Workspace Layout
A workspace is a directory where experimaestro stores all experiment data, job outputs, and metadata. This page describes the directory structure and explains the purpose of each component.
Directory Structure
WORKSPACE_DIR/
├── .__experimaestro__ # Marker file indicating this is a workspace
├── experiments/ # Experiment run directories
│ └── {experiment-id}/ # One directory per experiment
│ ├── lock # Lock file (prevents concurrent runs)
│ └── {run-id}/ # One directory per run
│ ├── environment.json # Python environment and git info
│ ├── status.json # Experiment metadata and services state
│ ├── jobs.jsonl # Lightweight job information (one per line)
│ ├── jobs/ # Symlinks to job directories
│ ├── results/ # Saved experiment results
│ └── data/ # Serialized configurations
├── jobs/ # Actual job output directories
│ └── {task-type-id}/
│ └── {job-hash}/
│ ├── params.json # Job parameters
│ ├── {scriptname}.pid # Process info (PID, type) while running
│ ├── {scriptname}.done # Marker file when job succeeds
│ ├── {scriptname}.failed # Marker file when job fails (with reason)
│ ├── {scriptname}.out # Standard output
│ ├── {scriptname}.err # Standard error
│ ├── locks.json # Dynamic dependency locks (tokens)
│ └── .experimaestro/
│ ├── status.json # Job state, timestamps, progress
│ ├── {scriptname}.lock # Job lock file
│ ├── task-outputs.jsonl # Dynamic task output events
│ └── events/ # Permanent event storage (after archival)
│ └── event-{count}.jsonl
├── .events/ # Temporary event files (watched by scheduler)
│ ├── experiments/
│ │ └── {experiment-id}/
│ │ ├── current # Symlink to current run directory
│ │ └── events-{count}.jsonl
│ └── jobs/
│ └── {task-type-id}/
│ └── event-{job-id}-{count}.jsonl
├── partials/ # Shared partial directories
│ └── {task-type-id}/
│ └── {partial-name}/
│ └── {partial-hash}/
├── config/ # Configuration cache
└── .experimaestro/
└── experiments/
├── events-{count}@{experiment-id}.jsonl # Event log (active experiments)
└── {experiment-id} # Symlink to current run
Run ID Format
Each experiment run is identified by a run ID based on the timestamp when the experiment started:
Format:
YYYYMMDD_HHMMSS(e.g.,20250108_143022)If multiple runs start within the same second, a suffix is added:
20250108_143022.1,20250108_143022.2, etc.
This format ensures:
Runs are naturally sorted chronologically
Each run has a unique identifier
Run IDs are human-readable
Experiment Lock
The lock file at experiments/{experiment-id}/lock prevents multiple instances
of the same experiment from running simultaneously. When you start an experiment:
Experimaestro acquires an exclusive lock on this file
If another process holds the lock, a warning is displayed with the hostname of the holder (if available)

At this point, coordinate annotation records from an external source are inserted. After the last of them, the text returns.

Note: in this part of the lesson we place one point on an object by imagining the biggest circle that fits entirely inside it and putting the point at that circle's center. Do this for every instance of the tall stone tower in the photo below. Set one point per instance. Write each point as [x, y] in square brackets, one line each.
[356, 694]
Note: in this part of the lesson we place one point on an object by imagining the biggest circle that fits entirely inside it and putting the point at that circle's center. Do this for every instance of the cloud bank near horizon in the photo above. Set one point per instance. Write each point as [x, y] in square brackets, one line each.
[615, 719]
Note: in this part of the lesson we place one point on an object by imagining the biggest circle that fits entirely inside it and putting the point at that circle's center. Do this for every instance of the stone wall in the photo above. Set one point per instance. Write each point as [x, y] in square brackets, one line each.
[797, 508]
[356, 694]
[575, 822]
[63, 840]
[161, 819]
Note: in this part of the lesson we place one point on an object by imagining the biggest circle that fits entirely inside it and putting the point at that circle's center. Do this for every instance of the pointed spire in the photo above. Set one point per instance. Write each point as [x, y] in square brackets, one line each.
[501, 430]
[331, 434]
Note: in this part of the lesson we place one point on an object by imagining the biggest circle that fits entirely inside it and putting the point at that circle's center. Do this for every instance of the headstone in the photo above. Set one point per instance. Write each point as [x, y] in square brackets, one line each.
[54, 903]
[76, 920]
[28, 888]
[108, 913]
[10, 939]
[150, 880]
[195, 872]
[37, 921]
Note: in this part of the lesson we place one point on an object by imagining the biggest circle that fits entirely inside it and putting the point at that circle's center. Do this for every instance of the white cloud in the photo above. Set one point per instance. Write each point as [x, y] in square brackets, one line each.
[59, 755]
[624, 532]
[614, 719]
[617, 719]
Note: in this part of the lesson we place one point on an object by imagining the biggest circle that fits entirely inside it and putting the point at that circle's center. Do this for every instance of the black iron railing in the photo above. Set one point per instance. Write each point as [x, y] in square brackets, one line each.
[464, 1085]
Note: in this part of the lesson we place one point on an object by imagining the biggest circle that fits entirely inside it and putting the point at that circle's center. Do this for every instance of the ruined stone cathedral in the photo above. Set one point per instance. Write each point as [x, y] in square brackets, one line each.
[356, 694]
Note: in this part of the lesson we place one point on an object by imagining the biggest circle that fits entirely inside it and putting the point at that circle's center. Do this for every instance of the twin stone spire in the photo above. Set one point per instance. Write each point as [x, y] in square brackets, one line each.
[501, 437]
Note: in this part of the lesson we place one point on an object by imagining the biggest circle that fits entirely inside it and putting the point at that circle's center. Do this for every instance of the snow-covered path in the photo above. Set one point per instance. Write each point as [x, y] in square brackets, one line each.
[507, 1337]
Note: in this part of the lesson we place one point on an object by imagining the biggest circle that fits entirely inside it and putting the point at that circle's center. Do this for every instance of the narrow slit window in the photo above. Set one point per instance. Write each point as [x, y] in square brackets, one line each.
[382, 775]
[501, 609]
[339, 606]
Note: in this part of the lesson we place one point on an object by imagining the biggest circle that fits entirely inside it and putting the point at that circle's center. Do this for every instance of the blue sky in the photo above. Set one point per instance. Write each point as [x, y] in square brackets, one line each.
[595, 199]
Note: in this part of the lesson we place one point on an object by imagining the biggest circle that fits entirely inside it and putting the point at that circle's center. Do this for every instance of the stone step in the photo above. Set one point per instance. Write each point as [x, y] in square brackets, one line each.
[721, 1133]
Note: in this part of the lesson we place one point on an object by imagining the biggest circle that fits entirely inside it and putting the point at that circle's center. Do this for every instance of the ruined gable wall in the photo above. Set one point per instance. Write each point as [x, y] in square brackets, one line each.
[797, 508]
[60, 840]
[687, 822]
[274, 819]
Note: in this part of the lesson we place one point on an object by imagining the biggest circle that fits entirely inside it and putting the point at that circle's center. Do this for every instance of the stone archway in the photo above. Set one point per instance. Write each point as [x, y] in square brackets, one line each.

The process waits until the lock is released
This ensures data integrity and prevents race conditions.
Environment Information
The environment.json file captures the complete runtime environment when the
experiment starts:
{
"python_version": "3.10.12",
"packages": {
"experimaestro": "2.0.0",
"torch": "2.1.0",
...
},
"editable_packages": {
"my-project": {
"version": "0.1.0",
"path": "/home/user/my-project",
"git": {
"branch": "main",
"commit": "abc123...",
"dirty": false
}
}
},
"projects": [...],
"run": {
"hostname": "compute-node-01",
"started_at": "2025-01-08T14:30:22",
"ended_at": "2025-01-08T15:45:10",
"status": "completed"
}
}
This information is essential for reproducibility - you can recreate the exact environment that was used for any experiment run.
History Cleanup
Experimaestro automatically manages experiment history to prevent disk space accumulation. The cleanup behavior is controlled by settings:
# In ~/.config/experimaestro/settings.yaml
# Global defaults
history:
max_done: 5 # Keep last 5 successful runs per experiment
max_failed: 1 # Keep last 1 failed run per experiment
workspaces:
- id: my-workspace
path: ~/experiments
# Override for this workspace
history:
max_done: 10
max_failed: 2
Cleanup rules:
When an experiment succeeds, all previous failed runs are removed
Only the most recent
max_donesuccessful runs are keptOnly the most recent
max_failedfailed runs are keptRuns with unknown status are never automatically deleted
v1 Experiment Layout
Experimaestro v2 can read experiments created with v1 (the xp/ directory layout).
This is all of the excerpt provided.